Sur ce territoire, la part de logements occupés par leur propriétaire indique en creux le volume du parc locatif privé concerné. On relève 97 % de maisons individuelles, 79 % de propriétaires occupants, 148 résidences principales recensées, en zone climatique H2c. Ces valeurs ne décident d'aucun projet à elles seules, mais elles fixent l'ordre de grandeur dans lequel un chiffrage à Razac-d'Eymet est crédible.
Le solde après aides s'étale : sur le cas type à Razac-d'Eymet, le reste à charge d'un ménage très modeste ressort à 6 000 € après aide ANAH et prise en charge de l'accompagnement. Étalé sur quinze ans en éco-prêt à taux zéro, cela représente de l'ordre de 35 € par mois, à comparer aux 1 460 € d'économie annuelle attendue sur la facture d'énergie.
Rapporté au plan de financement, le logement loué représente de l'ordre de 5444 % du montant plafonné retenu à Razac-d'Eymet. Un ménage très modeste voit donc ce seul poste couvert à hauteur de 32 000 € par MaPrimeRénov' Parcours accompagné, un ménage intermédiaire à hauteur de 18 000 €.
L'écueil le plus coûteux reste un engagement de conventionnement signé sans simuler le manque à gagner locatif. Sa reprise après coup coûte couramment 10 à 20 % du poste, soit 217 750 € à 435 500 € sur le chiffrage retenu à Razac-d'Eymet — un montant qui n'est jamais couvert une seconde fois par l'aide, déjà consommée.
Structure du parc de Razac-d'Eymet : 97 % de maisons individuelles, soit environ 144 logements sur 148 résidences principales.

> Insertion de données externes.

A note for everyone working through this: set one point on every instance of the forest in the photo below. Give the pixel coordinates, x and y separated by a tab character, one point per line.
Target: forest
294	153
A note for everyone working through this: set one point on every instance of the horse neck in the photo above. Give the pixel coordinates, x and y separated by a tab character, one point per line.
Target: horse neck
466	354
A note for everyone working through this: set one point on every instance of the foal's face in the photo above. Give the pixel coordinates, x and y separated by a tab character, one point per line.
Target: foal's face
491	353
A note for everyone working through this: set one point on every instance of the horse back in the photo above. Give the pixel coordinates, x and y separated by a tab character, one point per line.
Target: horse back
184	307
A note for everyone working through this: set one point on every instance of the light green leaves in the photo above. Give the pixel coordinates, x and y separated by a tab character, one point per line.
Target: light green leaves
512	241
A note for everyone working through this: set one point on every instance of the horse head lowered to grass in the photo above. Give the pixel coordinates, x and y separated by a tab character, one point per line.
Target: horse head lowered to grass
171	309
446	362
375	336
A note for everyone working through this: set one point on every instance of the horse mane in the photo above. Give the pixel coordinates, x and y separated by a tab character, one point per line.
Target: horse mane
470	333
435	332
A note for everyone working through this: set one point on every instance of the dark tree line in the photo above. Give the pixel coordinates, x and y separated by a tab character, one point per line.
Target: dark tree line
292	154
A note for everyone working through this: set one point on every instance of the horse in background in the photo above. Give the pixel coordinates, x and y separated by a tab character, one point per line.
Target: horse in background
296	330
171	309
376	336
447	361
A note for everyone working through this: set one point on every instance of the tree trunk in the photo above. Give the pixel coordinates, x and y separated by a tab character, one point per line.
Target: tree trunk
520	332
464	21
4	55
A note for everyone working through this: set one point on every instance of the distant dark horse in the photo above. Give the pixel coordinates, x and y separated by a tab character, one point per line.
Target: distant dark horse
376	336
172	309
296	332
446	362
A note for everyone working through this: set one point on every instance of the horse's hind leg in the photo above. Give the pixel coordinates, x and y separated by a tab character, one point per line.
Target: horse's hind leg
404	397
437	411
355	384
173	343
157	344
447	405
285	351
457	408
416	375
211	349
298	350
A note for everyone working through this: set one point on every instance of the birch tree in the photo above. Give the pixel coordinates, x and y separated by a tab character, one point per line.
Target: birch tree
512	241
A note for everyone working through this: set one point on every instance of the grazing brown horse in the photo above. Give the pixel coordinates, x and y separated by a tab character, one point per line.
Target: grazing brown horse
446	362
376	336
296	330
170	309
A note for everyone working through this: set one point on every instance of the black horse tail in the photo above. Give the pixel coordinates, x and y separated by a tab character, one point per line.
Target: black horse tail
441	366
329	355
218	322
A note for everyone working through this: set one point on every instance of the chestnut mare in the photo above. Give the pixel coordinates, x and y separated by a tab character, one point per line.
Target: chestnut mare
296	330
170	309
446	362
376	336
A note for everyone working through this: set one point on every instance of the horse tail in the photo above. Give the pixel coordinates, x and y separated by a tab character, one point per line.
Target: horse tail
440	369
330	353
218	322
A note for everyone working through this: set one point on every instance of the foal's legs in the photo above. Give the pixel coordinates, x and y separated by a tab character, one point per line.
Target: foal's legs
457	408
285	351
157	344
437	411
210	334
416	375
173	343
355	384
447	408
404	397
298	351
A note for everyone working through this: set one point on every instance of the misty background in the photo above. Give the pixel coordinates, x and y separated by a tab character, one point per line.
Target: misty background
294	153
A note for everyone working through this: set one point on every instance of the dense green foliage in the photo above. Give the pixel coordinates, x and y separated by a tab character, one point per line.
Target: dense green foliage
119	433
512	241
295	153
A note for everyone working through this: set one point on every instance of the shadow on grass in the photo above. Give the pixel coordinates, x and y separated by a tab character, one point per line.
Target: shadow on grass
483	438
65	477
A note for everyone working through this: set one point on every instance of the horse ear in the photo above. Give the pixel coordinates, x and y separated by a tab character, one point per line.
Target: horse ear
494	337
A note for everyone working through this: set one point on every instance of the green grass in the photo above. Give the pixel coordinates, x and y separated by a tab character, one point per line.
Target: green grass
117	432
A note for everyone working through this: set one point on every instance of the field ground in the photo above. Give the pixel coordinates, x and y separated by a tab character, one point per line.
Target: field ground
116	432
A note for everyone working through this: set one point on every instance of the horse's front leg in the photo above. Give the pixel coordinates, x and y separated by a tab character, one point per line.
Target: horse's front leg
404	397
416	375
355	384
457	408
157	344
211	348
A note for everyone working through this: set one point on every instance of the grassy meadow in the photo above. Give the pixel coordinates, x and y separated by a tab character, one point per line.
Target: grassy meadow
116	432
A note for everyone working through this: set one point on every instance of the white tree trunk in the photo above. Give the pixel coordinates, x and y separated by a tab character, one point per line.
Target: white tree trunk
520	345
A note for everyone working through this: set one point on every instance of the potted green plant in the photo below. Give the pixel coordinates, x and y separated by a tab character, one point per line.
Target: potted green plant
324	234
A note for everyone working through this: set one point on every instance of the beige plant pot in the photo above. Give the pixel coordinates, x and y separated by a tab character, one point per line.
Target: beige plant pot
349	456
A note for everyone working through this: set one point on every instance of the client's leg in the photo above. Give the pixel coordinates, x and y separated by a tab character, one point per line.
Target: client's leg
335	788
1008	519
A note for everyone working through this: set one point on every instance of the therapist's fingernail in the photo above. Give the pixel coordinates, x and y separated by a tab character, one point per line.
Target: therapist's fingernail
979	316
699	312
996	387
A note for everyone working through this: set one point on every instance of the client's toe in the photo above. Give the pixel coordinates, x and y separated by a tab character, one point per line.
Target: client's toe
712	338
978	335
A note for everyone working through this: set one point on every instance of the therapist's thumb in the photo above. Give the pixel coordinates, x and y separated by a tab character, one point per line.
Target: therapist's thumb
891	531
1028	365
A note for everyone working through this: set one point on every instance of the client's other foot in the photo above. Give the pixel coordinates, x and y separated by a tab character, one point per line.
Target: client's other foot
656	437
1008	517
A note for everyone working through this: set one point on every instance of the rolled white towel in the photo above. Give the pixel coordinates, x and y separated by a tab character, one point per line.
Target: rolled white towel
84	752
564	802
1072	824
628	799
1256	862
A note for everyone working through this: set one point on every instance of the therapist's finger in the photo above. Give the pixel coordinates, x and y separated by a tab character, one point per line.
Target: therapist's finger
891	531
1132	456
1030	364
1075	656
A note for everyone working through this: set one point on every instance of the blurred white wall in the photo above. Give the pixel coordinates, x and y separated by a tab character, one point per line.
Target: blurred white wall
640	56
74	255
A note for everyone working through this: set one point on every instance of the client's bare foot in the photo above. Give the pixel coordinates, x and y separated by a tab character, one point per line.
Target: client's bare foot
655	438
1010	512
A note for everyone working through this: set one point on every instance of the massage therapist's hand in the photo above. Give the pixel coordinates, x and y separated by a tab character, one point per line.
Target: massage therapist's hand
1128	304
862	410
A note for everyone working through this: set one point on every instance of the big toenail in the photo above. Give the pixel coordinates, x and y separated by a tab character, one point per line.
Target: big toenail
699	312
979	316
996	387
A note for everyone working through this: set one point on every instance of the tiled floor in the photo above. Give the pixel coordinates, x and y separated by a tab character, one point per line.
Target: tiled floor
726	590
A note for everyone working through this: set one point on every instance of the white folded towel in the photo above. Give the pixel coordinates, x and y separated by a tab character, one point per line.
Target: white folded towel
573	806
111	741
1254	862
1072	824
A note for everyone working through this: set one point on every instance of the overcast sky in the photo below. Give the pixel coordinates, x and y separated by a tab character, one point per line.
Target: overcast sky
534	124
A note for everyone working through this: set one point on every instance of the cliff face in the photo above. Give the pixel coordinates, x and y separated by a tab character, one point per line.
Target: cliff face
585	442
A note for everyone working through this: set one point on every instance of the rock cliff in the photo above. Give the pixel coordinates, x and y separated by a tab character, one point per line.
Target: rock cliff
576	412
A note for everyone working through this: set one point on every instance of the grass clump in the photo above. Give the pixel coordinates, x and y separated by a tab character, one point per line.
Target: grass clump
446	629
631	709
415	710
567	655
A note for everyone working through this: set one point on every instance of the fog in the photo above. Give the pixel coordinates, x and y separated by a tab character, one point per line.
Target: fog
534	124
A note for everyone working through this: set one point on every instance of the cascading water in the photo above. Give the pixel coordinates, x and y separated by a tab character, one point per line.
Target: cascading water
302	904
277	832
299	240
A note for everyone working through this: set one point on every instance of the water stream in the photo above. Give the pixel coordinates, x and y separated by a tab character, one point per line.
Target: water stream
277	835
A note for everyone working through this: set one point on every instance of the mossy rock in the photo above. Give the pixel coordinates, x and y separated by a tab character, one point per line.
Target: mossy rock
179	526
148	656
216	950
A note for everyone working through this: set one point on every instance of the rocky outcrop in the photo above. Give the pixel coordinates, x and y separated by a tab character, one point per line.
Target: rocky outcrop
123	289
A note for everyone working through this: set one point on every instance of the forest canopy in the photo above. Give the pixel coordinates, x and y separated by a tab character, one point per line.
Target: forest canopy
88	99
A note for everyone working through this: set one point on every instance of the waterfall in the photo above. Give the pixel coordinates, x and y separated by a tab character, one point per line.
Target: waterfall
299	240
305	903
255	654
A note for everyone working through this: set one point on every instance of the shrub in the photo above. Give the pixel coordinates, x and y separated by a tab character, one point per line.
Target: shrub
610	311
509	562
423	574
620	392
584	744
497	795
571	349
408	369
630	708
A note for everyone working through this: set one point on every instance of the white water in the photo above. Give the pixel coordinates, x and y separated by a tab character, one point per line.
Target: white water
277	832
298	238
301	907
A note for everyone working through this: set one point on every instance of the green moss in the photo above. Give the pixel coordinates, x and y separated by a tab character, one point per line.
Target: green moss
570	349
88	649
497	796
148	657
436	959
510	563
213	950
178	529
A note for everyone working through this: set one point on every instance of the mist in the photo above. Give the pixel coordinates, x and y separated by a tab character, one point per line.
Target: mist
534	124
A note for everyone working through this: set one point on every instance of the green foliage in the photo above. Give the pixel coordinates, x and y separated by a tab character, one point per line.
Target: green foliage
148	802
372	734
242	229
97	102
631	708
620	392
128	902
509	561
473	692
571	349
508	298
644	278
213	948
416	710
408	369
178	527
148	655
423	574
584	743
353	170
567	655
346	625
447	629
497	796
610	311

C'est cette proportion qui détermine, pour la remise à niveau d'un logement mis en location, le poids réel de la vacance du logement pendant les travaux lourds dans les projets déposés.
Une seule ligne du devis engage réellement l'entreprise : celle qui porte les critères de décence et un engagement de loyer maîtrisé. Pour la remise à niveau d'un logement mis en location à Razac-d'Eymet, exiger sa présence écrite vaut mieux que toute garantie orale, car c'est cette valeur que l'organisme instructeur contrôle avant de solder le dossier.
Trésorerie du projet à Razac-d'Eymet : 6 000 € de reste à charge pour le profil le plus aidé, accompagnement pris en charge jusqu'à 2 000 €. Un éco-prêt de quinze ans ramène l'effort à 35 € par mois, à comparer aux 1 460 € d'économie annuelle auxquels le logement loué participe.
Statut d'occupation à Razac-d'Eymet : 117 logements occupés par leur propriétaire, soit 79 % du parc. La décision d'engager la remise à niveau d'un logement mis en location y est directe ; ailleurs, elle passe par un bailleur dont le calcul de rentabilité et les aides diffèrent.
La densité de diagnostics renseigne sur la maturité du marché : 47 DPE publiés par l'ADEME à Razac-d'Eymet, soit 318 pour 1 000 résidences principales. Un tel volume conditionne les délais de un opérateur agréé par l'Anah, dont l'intervention sur la remise à niveau d'un logement mis en location dure cinq à neuf mois.